Dogon People -- Robert Temple and The Sirius Mystery 1976
Dogon People -- Robert Temple and The Sirius Mystery (1976)
Robert Temple: Profile
| Field | Detail |
|---|---|
| Full name | Robert K.G. Temple |
| Credentials | Visiting professor, history and philosophy of science, Tsinghua University; Fellow of the Royal Astronomical Society; Fellow of the Egypt Exploration Society; member of the Royal Historical Society and Institute of Classical Studies |
| Key publication | The Sirius Mystery (1976; expanded edition 1998) |
| Other books | The Sphinx Mystery; Oracles of the Dead; The Genius of China; approximately 12 books total |
| Claimed persecution | Temple claims the 1976 book triggered a 15-year persecution campaign by the KGB, CIA, and NASA; no independent verification |
The Book's Core Argument
Temple's thesis rests on three pillars:
The knowledge problem: The Dogon knew specific, accurate, non-obvious properties of Sirius B (orbital period, density, ellipticity, invisibility) that could not have been determined without telescopes or spectroscopic analysis. The knowledge is too specific and too accurate to be coincidental and must have come from an external source.
The source: The most likely source is the Nommo themselves -- actual extraterrestrial beings from the Sirius system who visited Earth approximately 5,000 years ago, leaving knowledge preserved in Dogon tradition and in parallel myths from Egypt and Mesopotamia.

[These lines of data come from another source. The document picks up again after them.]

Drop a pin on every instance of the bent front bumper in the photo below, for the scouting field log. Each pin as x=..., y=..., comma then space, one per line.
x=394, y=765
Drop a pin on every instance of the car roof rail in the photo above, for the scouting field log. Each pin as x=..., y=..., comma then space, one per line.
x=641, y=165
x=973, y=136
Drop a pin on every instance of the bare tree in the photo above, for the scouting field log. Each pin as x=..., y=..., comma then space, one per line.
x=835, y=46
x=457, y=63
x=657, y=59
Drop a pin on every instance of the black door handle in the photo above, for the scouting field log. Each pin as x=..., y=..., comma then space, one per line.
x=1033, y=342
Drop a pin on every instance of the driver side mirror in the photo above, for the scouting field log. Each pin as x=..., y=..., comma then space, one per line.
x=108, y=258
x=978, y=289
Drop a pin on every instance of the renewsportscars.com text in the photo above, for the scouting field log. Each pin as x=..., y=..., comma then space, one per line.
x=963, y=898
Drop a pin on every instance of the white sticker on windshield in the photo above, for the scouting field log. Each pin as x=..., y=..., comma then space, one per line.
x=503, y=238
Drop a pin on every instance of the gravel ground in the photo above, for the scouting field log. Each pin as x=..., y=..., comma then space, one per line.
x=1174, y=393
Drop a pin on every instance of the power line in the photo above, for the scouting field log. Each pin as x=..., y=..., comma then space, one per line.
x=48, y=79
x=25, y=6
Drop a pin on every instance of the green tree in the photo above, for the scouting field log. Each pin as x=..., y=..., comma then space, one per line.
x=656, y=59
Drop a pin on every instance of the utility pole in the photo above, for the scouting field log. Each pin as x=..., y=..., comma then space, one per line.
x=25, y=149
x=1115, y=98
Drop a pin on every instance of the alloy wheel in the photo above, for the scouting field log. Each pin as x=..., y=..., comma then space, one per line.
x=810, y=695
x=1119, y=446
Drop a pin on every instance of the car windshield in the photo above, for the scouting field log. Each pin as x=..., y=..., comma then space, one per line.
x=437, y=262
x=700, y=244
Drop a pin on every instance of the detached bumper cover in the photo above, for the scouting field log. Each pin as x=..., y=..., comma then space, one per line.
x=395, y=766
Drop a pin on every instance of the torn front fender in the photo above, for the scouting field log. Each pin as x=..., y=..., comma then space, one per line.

The Egyptian connection: Ancient Egyptian religion was centrally focused on Sirius (Sothis/Sopdet/Isis). The Sothic calendar -- the most sophisticated astronomical calendar of the ancient world -- was based on Sirius's heliacal rising. Temple argued this sophistication reflects the same extraterrestrial contact encoded more explicitly in Dogon tradition. Specific fish and water deity iconography in Egyptian religion parallels the Nommo's amphibious character.
The Mesopotamian Connection
Temple devoted extensive sections to the Oannes figure from Berossus's Babyloniaca:
- Berossus describes Oannes as an amphibious being from the sea who taught civilisation -- writing, science, agriculture, and the arts
- Oannes is depicted in Mesopotamian iconography wearing a fish skin or fish garment
- Temple argued Oannes and the Nommo are the same beings or both are cultural memories of the same extraterrestrial visitors
Reception
The book sold more than 10,000 copies in its first two months in the UK and became an international bestseller. Praised by advocates as rigorous scholarship distinguished from more sensationalist ancient alien books by its detailed sourcing. Criticised by Sagan, Ridpath, and others as selective interpretation of ambiguous evidence.
The 1998 expanded edition added 140 pages of new material, responded to the contamination critique, and included Temple's claim of a 15-year KGB/CIA/NASA persecution campaign following the original publication.